La característica de estos crímenes familiares consiste en el intento -demasiadas veces logrado- de poner fin no sólo a la propia vida sino a la de quienes la rodean. Algunos han llegado a decir que, dado que la vida les parece un castigo, matan por amor. Que esto suceda en una sociedad privilegiada por su nivel de bienestar material en comparación con otras realidades planetarias, no sólo es una exhibición de la fragilidad de nuestro modo de vida, sino un desafío al dogma de un tipo de progreso que tan pocos pueden defender cuando la infelicidad se muestra desgarradora y próxima.

Las razones individuales de cada uno de estos actos extremos pueden ser diferentes, pero un ser que decide poner fin a su vida, a la de su familia o a la de sus compañeros es, sin duda, un individuo desesperado, enloquecido. ¿Cómo ha llegado a este punto? Hay algo más en común: las vidas fallidas, los crímenes familiares arrastran historias, experiencias personales, tan tremendas que dejan helada el alma. Cada uno de esos dramas tiene una explicación social: en nuestro mundo, las relaciones entre las personas resultan cada día más duras, complicadas y difíciles cuando el otro aparece como enemigo a vencer, como competidor a aniquilar, como obstáculo a superar.

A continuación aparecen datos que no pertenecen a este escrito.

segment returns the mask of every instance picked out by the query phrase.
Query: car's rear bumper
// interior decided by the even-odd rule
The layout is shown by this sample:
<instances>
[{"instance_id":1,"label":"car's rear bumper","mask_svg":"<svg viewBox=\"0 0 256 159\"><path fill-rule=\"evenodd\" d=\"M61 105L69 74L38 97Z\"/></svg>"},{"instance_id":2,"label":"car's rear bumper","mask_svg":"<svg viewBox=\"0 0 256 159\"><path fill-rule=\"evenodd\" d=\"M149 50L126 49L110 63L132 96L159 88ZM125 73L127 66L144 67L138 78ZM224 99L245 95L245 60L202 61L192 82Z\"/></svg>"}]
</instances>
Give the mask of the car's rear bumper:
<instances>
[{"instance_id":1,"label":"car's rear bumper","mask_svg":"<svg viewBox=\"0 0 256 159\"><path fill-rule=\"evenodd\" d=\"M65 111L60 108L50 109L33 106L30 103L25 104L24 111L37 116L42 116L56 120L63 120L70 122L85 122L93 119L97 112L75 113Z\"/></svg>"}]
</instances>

Quienes creyeron que, al fin, creaban el paraíso en la tierra se equivocaron: vivimos una sociedad profundamente triste y con el miedo como colega. Miedo a perder el trabajo, a no llegar a fin de mes, a no ser productivo, a no compaginar todas las obligaciones (salud, belleza, competencia, consumo). Miedo a no dar la talla, miedo a la opinión ajena, miedo a desentonar, a sobresalir y a pasar desapercibido. Miedo al miedo. Un terrorismo oculto, una enfermedad social, se exhibe en estos crímenes familiares.

Hace poco la consejero de Gobierno aconsejaba a los padres revisar las mochilas de sus hijos para evitar puñaladas en los colegios: sólo faltaban los padres-policía para completar el cuadro del horror y el error. En Corea del Norte están muy ufanos de su seguridad: cada ciudadano es un policía, dicen. ¿Es ahí a donde hay que ir? Delate, denuncie, vigile. ¿Se vence el miedo y la tristeza con más miedo y más tristeza? ¿Se devolverán así las ganas de vivir a quienes la han perdido?